Google just released their Android 4.2 operating system, along with their new Nexus 4 smartphone and Nexus 10 tablet. Apparently the new OS now allows multi-user accounts, similar to a PC. Now Android users who use the same tablet can switch in and out of their own separate accounts. Different users will have their own home screens, apps, backgrounds, you name it. This new feature is unique and gives the Android tablets a differentiating edge. But what about the smartphones? Nokia (NOK) owns that patent.
According to Cnet.com, Google may be avoiding this feature on their smartphones because Nokia's patent US 2005/0107114 A1, holds the innovation pass on the "multi-user mobile telephone." Another possible innovation casualty for the consumer resulting from the patent wars I guess. This hasn't been the confirmed reason as to why Google will only be offering the feature on tablets exclusively but probably has something to do with it.
Another similar feature that Google may be moving towards adopting that relates to Nokia is wireless charging. Rumor has it that Google will be utilizing wireless charging for the new LG Nexus 4, which will have the option of being charged wirelessly, just like Nokia's Lumia 920. Google apparently has developed something dubbed a "charging orb" which will open up wireless charging options up so that cords are no longer necessary.
A picture of the Orb from Slashgear.com.
Google is definitely remaining innovative, working to push out good products for the consumer, but what does it all mean?
Google's websites accounted for 67% of revenues for Q3. Their Android operating system seems to be essentially a vehicle to get people to continue to use their search engine services, thus cementing them in place as the dominate leader in search. Why do they do this through their Android OS?

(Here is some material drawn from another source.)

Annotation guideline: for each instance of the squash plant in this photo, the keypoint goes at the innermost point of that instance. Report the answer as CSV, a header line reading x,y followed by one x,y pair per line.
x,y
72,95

Windows phones, like the Nokia Lumia 920, are obviously going to utilize Microsoft (MSFT) Bing as the default search engine and map/location services provider. Apple (AAPL) desperately wants to be Google free, going so far as to drop the native version of the Google owned YouTube app from the iPhone 5. This also backfired on Apple, as the mapping blunder caused some temporary dissatisfaction among ios users.
By Google owning and operating their own ecosystem and OS, the adoption of their services by other competitors doesn't matter as much. Many users of other operating systems will most likely still use Google anyways, such as when Apple had mapping problems. According to Androidauthority.com:
"[Android] mobile OS has more than half of the total market share in the US, UK and the entire Europe, while iOS is the very distant second in all three rankings. The biggest gap is on The Old Continent, where Android crushes Apple's mobile platform 67.1 to 16.5%.
That's also where Android grew the most over 2012's third fiscal quarter, from a market share of "just" 50.9% in Q3 2011. There's good news on the UK front too, where Android had a smaller, but still very healthy boost of 4.8%, from 53.4 to 58.2."
That is a good thing for Google, as their search engine, ecosystem, and other sites like YouTube will be the default, go-to items in their increasingly leading OS. Mobile and traffic overall should continue to grow and help Google continue to generate massive free cash flow. Another advantage Google holds from receiving a majority of revenues through websites like their search engine is that they can generate revenues from not only their own OS, but from competitors like Apple as well. Let's face it, sites like YouTube are not going to be avoided just because a consumer purchased a device that runs on an OS that isn't Android.
Shares of Google currently trade at a price of around $675.15, a significant discount from their 52 week high of $774.38. With a P/E ratio of about 21, the company seems reasonably valued by this metric, as well.